Bowman v. Monsanto — Patent Exhaustion Does Not Cover Replanting Progeny of Patented Seeds

Case
Bowman v. Monsanto Co.
Court
Supreme Court of the United States
Date Decided
May 13, 2013
Citation
569 U.S. 278 (2013)
Docket No.
No. 11-796
Judge(s)
Justice Kagan delivered the opinion of the Court
Topics
Patent Exhaustion, Self-Replicating Seeds, Agricultural Patents, Monsanto Roundup Ready
Source
Mirrored from lexsummary.com

Background

Monsanto developed and patented genetically modified soybean seeds — marketed as Roundup Ready — that are resistant to the herbicide glyphosate. Farmers who purchased Monsanto’s seeds signed a license agreement prohibiting them from saving and replanting seeds from one harvest for use in future seasons.

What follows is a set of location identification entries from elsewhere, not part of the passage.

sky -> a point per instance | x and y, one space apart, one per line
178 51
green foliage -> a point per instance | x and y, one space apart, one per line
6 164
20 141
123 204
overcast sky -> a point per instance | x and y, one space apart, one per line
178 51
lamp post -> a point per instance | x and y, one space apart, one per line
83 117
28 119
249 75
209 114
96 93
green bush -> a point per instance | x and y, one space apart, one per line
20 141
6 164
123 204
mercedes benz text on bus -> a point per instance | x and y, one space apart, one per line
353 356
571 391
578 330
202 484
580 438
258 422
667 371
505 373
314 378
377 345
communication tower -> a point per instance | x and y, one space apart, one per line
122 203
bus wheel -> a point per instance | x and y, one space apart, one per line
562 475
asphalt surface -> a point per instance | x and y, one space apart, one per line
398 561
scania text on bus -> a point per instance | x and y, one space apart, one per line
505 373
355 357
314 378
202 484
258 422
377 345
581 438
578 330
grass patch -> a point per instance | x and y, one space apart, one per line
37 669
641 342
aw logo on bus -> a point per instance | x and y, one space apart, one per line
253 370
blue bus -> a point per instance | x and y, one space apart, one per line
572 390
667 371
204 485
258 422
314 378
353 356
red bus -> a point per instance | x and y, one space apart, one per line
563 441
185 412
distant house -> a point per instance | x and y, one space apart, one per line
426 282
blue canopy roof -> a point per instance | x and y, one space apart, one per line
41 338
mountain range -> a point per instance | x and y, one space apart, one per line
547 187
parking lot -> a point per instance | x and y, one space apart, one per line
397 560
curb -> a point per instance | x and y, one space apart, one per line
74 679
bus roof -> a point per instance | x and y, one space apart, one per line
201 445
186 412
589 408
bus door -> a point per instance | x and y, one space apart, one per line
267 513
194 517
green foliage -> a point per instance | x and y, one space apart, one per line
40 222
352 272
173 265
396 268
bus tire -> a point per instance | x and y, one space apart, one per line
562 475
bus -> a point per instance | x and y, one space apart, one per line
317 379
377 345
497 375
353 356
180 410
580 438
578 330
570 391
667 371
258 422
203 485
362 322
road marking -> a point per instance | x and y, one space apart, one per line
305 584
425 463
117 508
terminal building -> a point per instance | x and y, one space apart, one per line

Vernon Bowman, an Indiana farmer, complied with this restriction for his primary growing season. But for a second, late-season planting — which he considered a riskier, lower-value crop — he purchased commodity soybeans from a local grain elevator rather than directly from Monsanto. He knew these commodity beans were largely Roundup Ready and would inherit the herbicide-resistance trait. He saved seeds from subsequent harvests and replanted them over eight seasons. Monsanto sued for patent infringement. Bowman argued that the patent exhaustion doctrine — which holds that a patent owner’s rights are “exhausted” upon the first authorized sale of the patented article — protected him.

The Court’s Holding

Justice Kagan, writing unanimously for the Court, held that patent exhaustion does not permit a purchaser to make new copies of a patented item, even a self-replicating one. Exhaustion applies to the specific seeds sold in an authorized transaction — it does not extend to new seeds grown from those seeds. When Bowman planted commodity soybeans and grew a new crop, he was not using the originally purchased seeds; he was creating newly infringing articles.

The Court acknowledged the unusual nature of self-replicating technology but held that creating a rule exempting it from patent protection would effectively eliminate patent rights in agricultural biotechnology. Allowing a farmer to “use” a patented seed by planting it and selling the entire resulting crop — while saving seeds for replanting — would negate the patent’s value across growing seasons.

Key Takeaways

  • Patent exhaustion covers only the specific authorized sale — it does not extend to new articles created from the originally purchased item, including progeny seeds.
  • Farmers who plant patented seeds and save progeny seeds for future planting infringe the patent, even if the original seeds were purchased through legitimate channels.
  • The decision preserves the viability of seed patents in agricultural biotechnology and affirms Monsanto’s license model.
  • The ruling left open how exhaustion applies to other self-replicating technologies (e.g., cell lines, software that makes copies of itself), with the Court cautioning that its reasoning was limited to the facts at hand.

Why It Matters

Bowman v. Monsanto resolved a high-stakes question for the agricultural biotech industry: could the patent exhaustion doctrine unravel the seed patent licensing model that underpins billions of dollars in agricultural innovation investment? The unanimous answer was no. Farmers who buy patented seeds get the right to use those seeds — but not to manufacture new ones.

The decision has implications well beyond farming. The Court’s reasoning — that exhaustion does not permit reproduction of a patented article — applies to any self-replicating technology: bacteria, cell lines, and potentially software in certain contexts. While the Court was careful to limit its holding to the facts before it, Bowman signals that innovators in biotech and other fields can rely on patent rights even when their inventions reproduce themselves.